Another Year of Healthy Meals (v4.0)

I’m back with a fourth year of healthy meal planning ideas! Years one, two, and three were such a hit so I’m really excited to have a fourth year to show you. These posts have provided me a way to share what I eat day to day – to inspire you, give you recipe ideas, and to keep it real when it comes to meal planning. These posts have also given me a way to keep track myself – I can’t tell you how many times I refer back to these entries to get ideas or remind myself of a truly great meal.

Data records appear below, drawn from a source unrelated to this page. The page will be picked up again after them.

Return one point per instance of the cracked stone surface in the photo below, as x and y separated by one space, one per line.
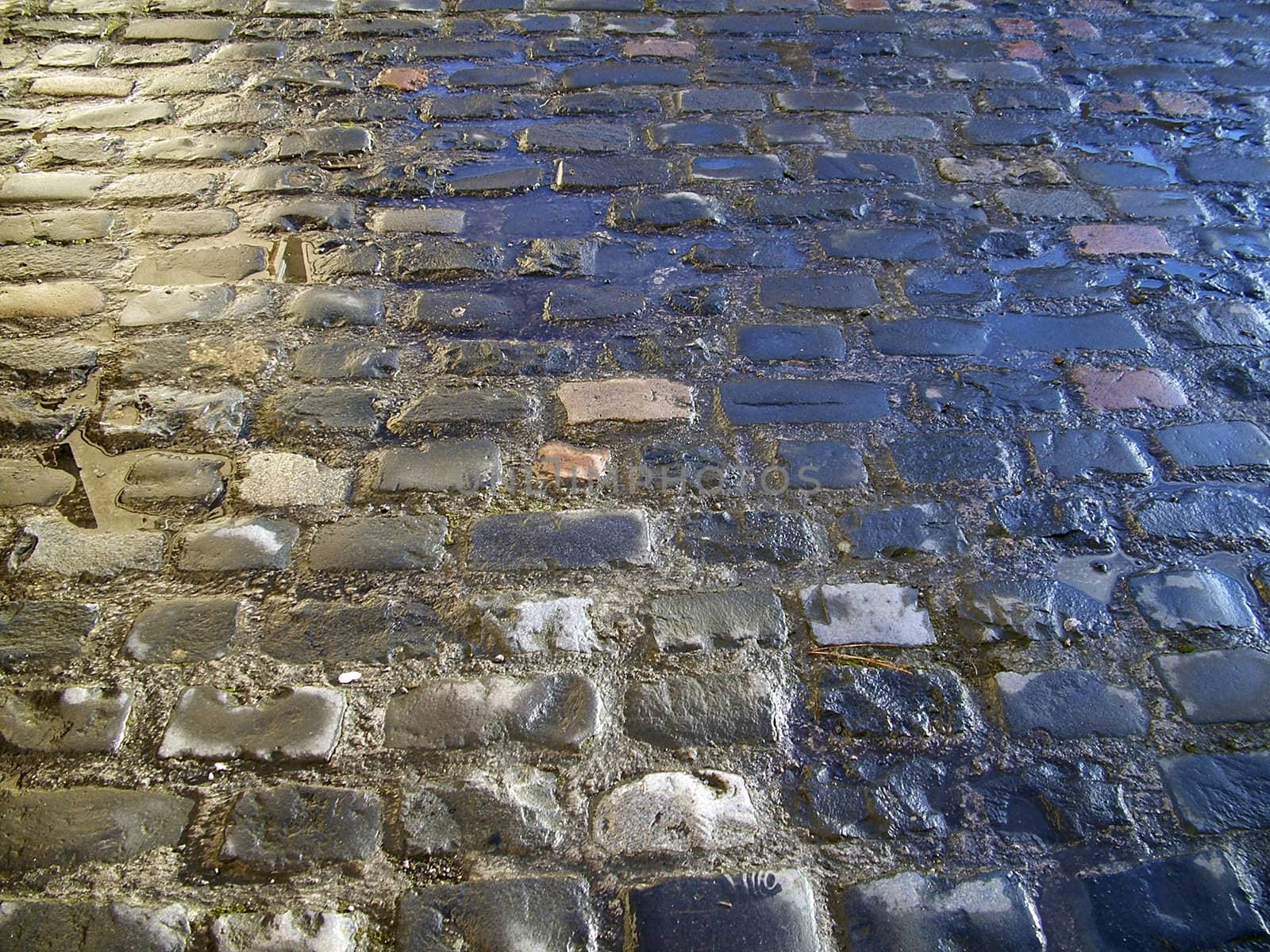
634 475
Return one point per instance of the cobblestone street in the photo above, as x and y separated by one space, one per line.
634 476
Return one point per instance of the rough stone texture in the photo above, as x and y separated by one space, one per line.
379 543
530 626
676 812
1191 600
502 374
289 479
634 400
287 932
287 829
514 810
710 710
1217 687
41 828
578 539
86 927
27 482
1037 609
867 613
337 632
1193 901
931 914
696 621
1221 791
768 912
552 711
1068 704
302 724
44 632
889 704
548 912
70 721
65 549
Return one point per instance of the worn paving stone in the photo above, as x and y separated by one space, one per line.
930 913
1052 803
379 543
696 621
175 484
766 912
29 482
290 479
1193 901
630 400
952 456
514 810
577 539
287 829
776 537
298 725
867 613
544 912
1218 687
676 812
1206 512
765 400
238 543
825 463
65 828
1070 704
924 528
872 797
440 466
1216 444
884 244
1037 609
338 632
70 721
559 711
1086 454
529 626
1217 793
1191 600
60 926
183 630
713 710
1130 389
65 549
459 357
302 931
1077 520
876 702
46 632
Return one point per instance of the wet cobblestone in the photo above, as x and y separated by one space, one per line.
634 475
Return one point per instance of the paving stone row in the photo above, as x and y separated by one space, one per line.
634 474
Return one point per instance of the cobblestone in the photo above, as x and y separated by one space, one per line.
592 475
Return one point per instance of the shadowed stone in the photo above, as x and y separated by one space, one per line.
1219 687
760 912
1070 704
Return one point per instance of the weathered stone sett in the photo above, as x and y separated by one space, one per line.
933 334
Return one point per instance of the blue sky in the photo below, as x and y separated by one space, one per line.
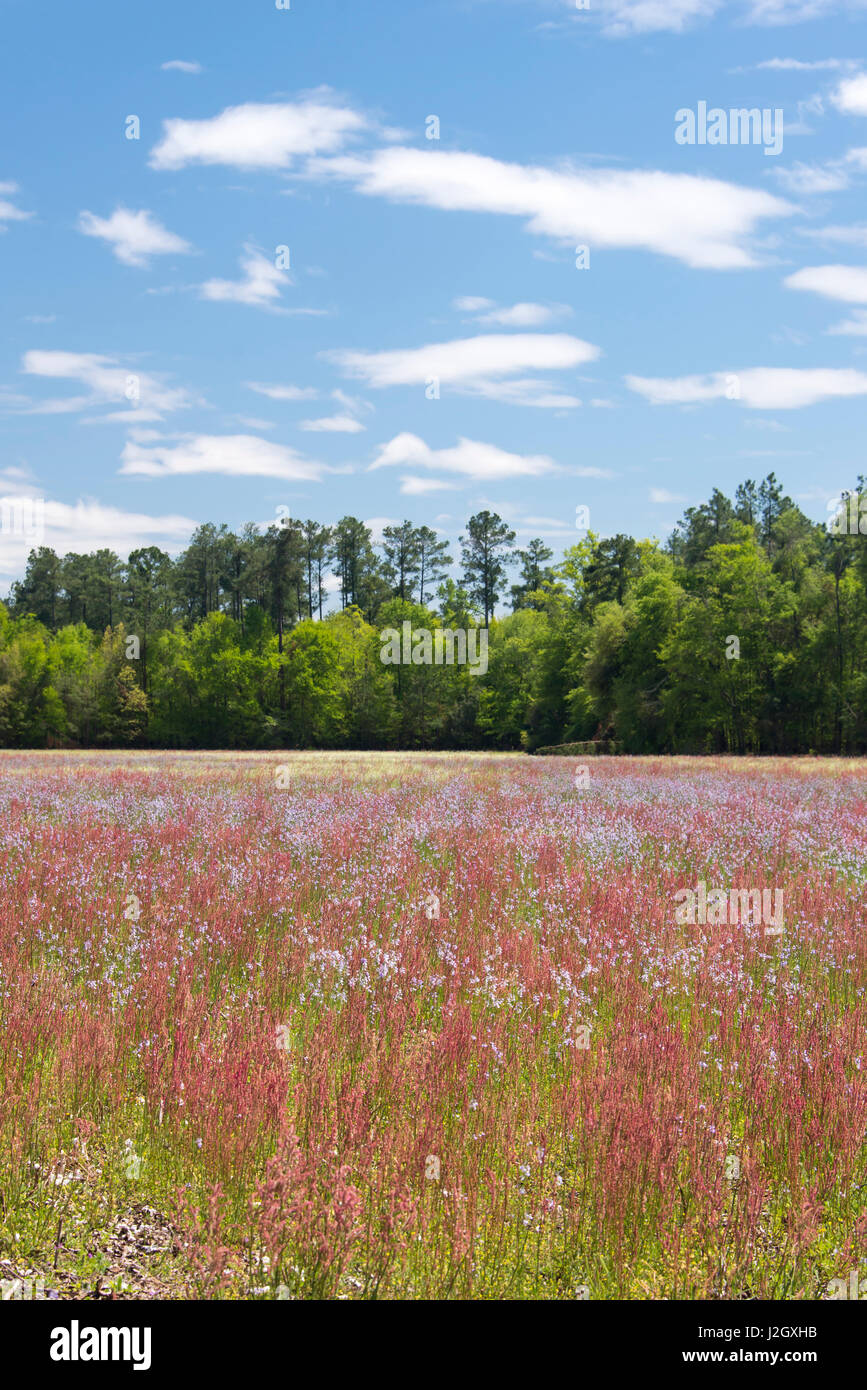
424 345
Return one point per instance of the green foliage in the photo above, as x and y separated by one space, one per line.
746 633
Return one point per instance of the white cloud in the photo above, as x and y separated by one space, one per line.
813 178
9 213
257 136
625 17
759 388
799 66
89 526
470 459
853 235
777 13
475 366
238 456
179 66
284 392
134 236
851 95
261 282
334 424
413 487
106 382
700 221
823 178
845 282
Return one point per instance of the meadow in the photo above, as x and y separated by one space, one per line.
428 1026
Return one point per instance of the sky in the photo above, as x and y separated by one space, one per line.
409 260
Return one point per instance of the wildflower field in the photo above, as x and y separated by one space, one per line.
428 1026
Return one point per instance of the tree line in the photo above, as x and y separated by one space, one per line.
745 633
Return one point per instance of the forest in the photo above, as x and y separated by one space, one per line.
745 633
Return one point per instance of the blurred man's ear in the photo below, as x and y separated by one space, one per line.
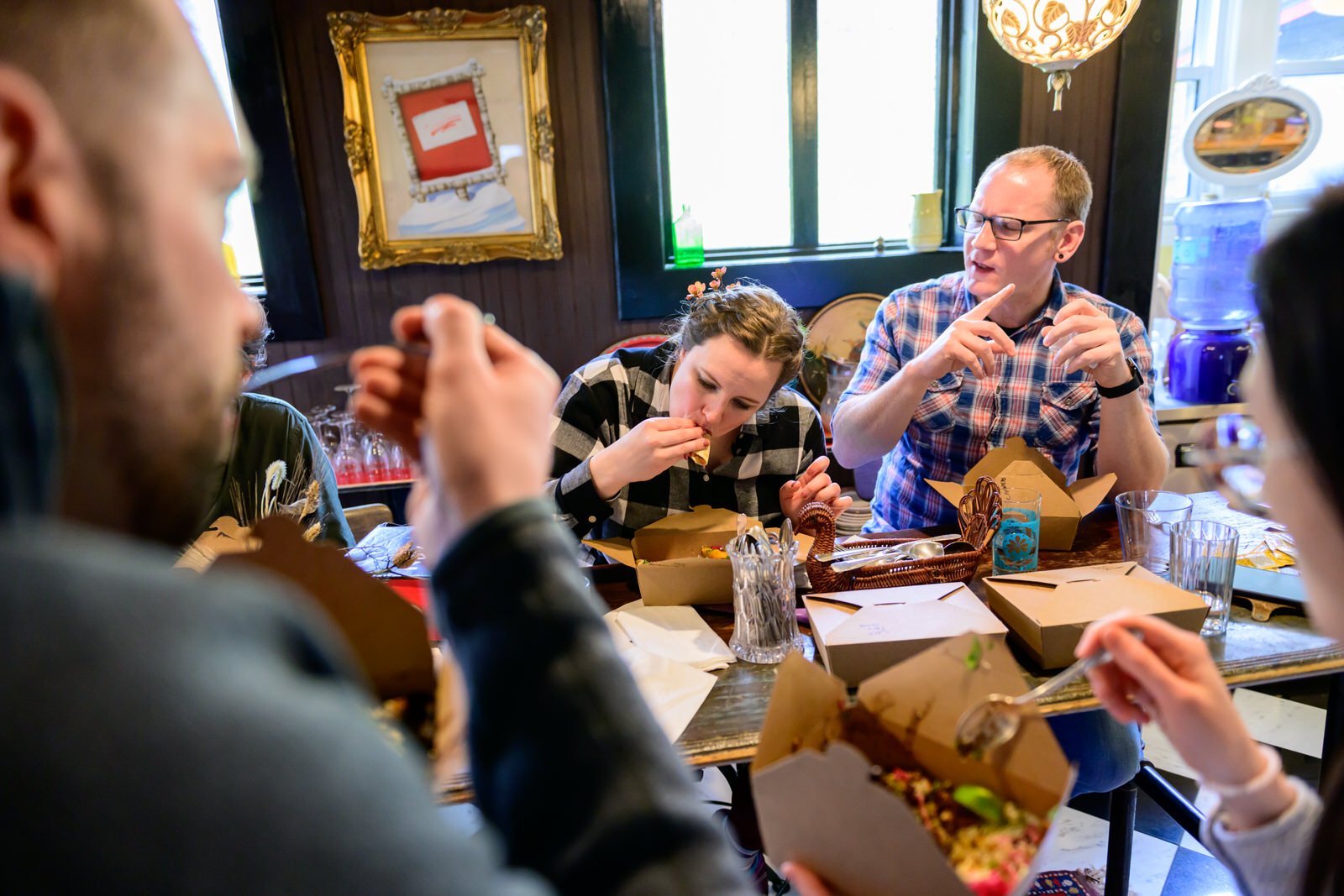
42 184
1073 238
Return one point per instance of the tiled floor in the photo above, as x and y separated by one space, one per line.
1167 862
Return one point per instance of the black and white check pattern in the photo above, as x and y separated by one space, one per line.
611 396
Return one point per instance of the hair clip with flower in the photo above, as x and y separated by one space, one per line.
698 289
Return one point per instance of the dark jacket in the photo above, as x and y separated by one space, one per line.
167 734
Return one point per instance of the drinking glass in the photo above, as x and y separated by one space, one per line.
378 457
349 463
1018 539
1205 562
1146 523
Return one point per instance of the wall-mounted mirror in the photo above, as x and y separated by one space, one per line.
1254 134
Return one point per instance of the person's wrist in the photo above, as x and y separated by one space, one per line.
1113 375
1258 809
605 479
1253 790
921 372
480 496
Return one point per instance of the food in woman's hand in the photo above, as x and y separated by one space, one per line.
990 841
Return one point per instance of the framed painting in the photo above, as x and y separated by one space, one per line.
448 134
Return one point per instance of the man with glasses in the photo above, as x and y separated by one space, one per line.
958 365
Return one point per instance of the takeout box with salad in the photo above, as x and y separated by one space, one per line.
682 559
877 799
1019 465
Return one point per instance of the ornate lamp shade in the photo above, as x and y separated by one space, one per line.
1055 35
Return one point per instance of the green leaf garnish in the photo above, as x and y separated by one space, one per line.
978 652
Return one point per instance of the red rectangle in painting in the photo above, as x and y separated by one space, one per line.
443 113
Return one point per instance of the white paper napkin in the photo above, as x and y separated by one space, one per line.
672 688
675 633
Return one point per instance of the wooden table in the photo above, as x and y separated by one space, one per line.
727 727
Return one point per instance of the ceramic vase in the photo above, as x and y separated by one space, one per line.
927 222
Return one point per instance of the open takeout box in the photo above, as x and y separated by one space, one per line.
1019 465
667 559
860 633
385 633
1047 610
812 778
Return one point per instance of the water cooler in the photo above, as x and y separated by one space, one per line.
1213 297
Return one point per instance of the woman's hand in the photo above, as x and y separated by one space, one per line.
479 410
1168 678
804 880
645 452
813 485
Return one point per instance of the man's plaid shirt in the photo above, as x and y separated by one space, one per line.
963 417
611 396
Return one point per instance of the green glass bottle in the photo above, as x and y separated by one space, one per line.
689 241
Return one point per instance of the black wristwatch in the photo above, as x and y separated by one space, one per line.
1136 379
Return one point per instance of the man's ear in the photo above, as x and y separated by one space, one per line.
40 183
1072 239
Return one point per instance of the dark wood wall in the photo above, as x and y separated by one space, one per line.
1085 127
566 309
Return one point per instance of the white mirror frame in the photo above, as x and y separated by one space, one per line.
1258 87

Since I began working with my nutritionist two years ago, the way I eat has really changed. I think you can see it the most in this Year of Healthy Meals, and I’m really proud of that. I’m trying my best to be protein and produce heavy, reduce carbs, and increase whole grains – and those have honestly been my only goals. I don’t count calories, I don’t restrict sugar, I don’t skip dessert if I want it, I will never cut cheese, pizza, chinese food, or wine. Not because of any specific diet I’m on (I don’t believe in diets anymore). I don’t restrict myself because it’s not healthy for me. I eat mostly fruit, veggies, and protein because that’s what makes me feel the most healthy, energetic, and happy – and that’s what really matters.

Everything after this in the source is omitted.